Sep 15, 2020

Q: My wife and I were married in the midst of COVID-19, which allowed only ten people to attend. Now that things seem to be getting back to normal, can we have another wedding celebration in the church with all our extended family and friends?

A: Congratulations on your marriage!

At the outset, it should be emphasized that belated wedding receptions have always taken place in situations where couples get married on the other side of the country or a significant group of family or friends is not able to attend the wedding. A joyful wedding reception is always in order. Nevertheless, you don’t need a wedding to have a party.

The desire to have a full complement of the faithful present for a celebration of marriage is a good one. It helps to express the “communitarian character” (Order for Celebrating Matrimony (OCF), 28) of the union of bride and bridegroom. Holy matrimony is never a private event. The Order for Celebrating Matrimony even goes so far as to suggest that the communal nature of holy matrimony might be expressed through a celebration of this sacrament “during the Sunday assembly” (OCM, 28).

The liturgical celebration of matrimony, especially within Mass, is meant to be an iconic sign of the goodness and fruitfulness of the New Covenant between Christ and his Bride, the Church. Indeed, God calls couples to marriage and “continues to call them in marriage” (Familiaris Consortio, 51; OCM, 11).

Bishop Robert Barron puts it this way: “You get married in church when you say to each other and to the people gathered there and before God: ‘We realize that our relationship is part of God’s providence. That we were brought together by God precisely for God’s purposes, so that our relationship might become an iconic sign of God’s love for the world.’ When you can say that, then you’re ready to stand before a priest and stand before God and his people and make your vows.”[i]

That said, just as you can’t go home again, you can’t marry the same person again.

But, while there are no wedding do-overs, the Church does offer “The Order of Blessing a Married Couple within Mass on the Anniversary of Marriage.” Liturgical commemorations of significant anniversaries have been on the books since at least the 1570 Missale Romanum, and as far back as “the tenth-century Roman-Germanic Pontifical.”[ii] While these have traditionally been reserved for significant anniversaries, a first anniversary in the context of a global pandemic might fit the bill as “significant.” The ritual is outlined in the Order for Celebrating Matrimony, Appendix III (237–251).

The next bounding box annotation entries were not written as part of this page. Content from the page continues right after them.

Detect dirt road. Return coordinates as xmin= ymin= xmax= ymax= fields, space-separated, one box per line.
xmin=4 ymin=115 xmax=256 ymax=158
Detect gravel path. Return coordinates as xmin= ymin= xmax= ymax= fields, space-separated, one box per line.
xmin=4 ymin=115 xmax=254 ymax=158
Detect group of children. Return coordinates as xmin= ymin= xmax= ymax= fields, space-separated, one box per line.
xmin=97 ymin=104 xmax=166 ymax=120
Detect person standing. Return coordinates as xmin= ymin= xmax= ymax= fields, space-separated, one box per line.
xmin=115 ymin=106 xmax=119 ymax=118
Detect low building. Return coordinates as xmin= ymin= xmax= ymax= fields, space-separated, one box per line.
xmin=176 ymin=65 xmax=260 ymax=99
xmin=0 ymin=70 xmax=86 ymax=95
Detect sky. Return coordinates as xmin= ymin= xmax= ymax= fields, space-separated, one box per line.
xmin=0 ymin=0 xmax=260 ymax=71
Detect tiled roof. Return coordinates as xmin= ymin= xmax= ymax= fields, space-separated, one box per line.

In the context of the Mass On the Anniversaries of Marriage, the couple is invited “to renew before the Lord the promises you made to one another” (240) either by means of a quiet moment between themselves (see 241) or by exchanging the following “form provided” in 242: “Blessed are you, Lord, for by your goodness I took N. as my wife [/ husband].”

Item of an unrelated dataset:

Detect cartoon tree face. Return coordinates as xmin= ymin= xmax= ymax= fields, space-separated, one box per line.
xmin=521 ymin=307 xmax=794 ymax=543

There is even the possibility of blessing and exchanging new rings (OCM, 244) or simply blessing the original wedding rings (OCM, 243): “Increase and sanctify, Lord, the love of your servants N. and N., who once gave each other these rings as a sign of faithfulness, that they may always grow in the grace of the Sacrament. Through Christ our Lord. R. Amen.”

In the place where the Nuptial Blessing is traditionally given following the Lord’s Prayer during the nuptial Mass, there is a prayer of blessing that the family life of the couple might more closely resemble an “image of Christ’s union with the Church” (OCM, 248).

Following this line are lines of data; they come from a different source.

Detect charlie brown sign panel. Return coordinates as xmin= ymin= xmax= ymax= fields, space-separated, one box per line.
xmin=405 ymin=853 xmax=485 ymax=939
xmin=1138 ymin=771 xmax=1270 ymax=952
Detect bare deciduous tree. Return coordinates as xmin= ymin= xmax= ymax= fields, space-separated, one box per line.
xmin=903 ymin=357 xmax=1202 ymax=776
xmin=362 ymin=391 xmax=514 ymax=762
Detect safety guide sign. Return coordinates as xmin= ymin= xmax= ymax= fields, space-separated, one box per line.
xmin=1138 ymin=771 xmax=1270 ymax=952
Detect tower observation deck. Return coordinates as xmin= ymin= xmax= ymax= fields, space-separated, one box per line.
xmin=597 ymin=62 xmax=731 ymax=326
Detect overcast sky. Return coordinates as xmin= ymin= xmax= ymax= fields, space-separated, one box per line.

While such a celebration could be done for a single married couple, it could also be done for a group of those who were married during the pandemic. In the latter case, perhaps the Sunday assembly might be an excellent occasion to express the communal character of marriage in the Church (see OCM, 28).

A best-practice in this regard might be to hold this celebration on or about the first anniversary of the marriage. In the current COVID context, celebrating a marriage on or near the one-year mark would allow the maximum amount of time for things to return to a modicum of normal (especially in regard to external venues necessary for receptions and anniversary parties such as restaurants, catering services, hotels, etc.). By setting the date as close as possible to the first anniversary day, the celebration will not only give the same seasonal context (spring/summer) for the renewal of commitment, but will likely allow the couple to invite the maximum number of people to the celebration (and might even allow the couple to reuse those specifically-dated napkins!).


[i] Robert Barron, “Bishop Barron on Sex, Love, and God.” Word on Fire: Online Videos, January 07, 2013. Accessed August 19, 2020. http://www.wordonfire.org/resources/video/sex-love-and-god/262/

[ii] See Paul Turner, Inseparable Love: A Commentary on The Order of Celebrating Matrimony in the Catholic Church (Collegeville, MN: Liturgical Press, 2017), 279–280.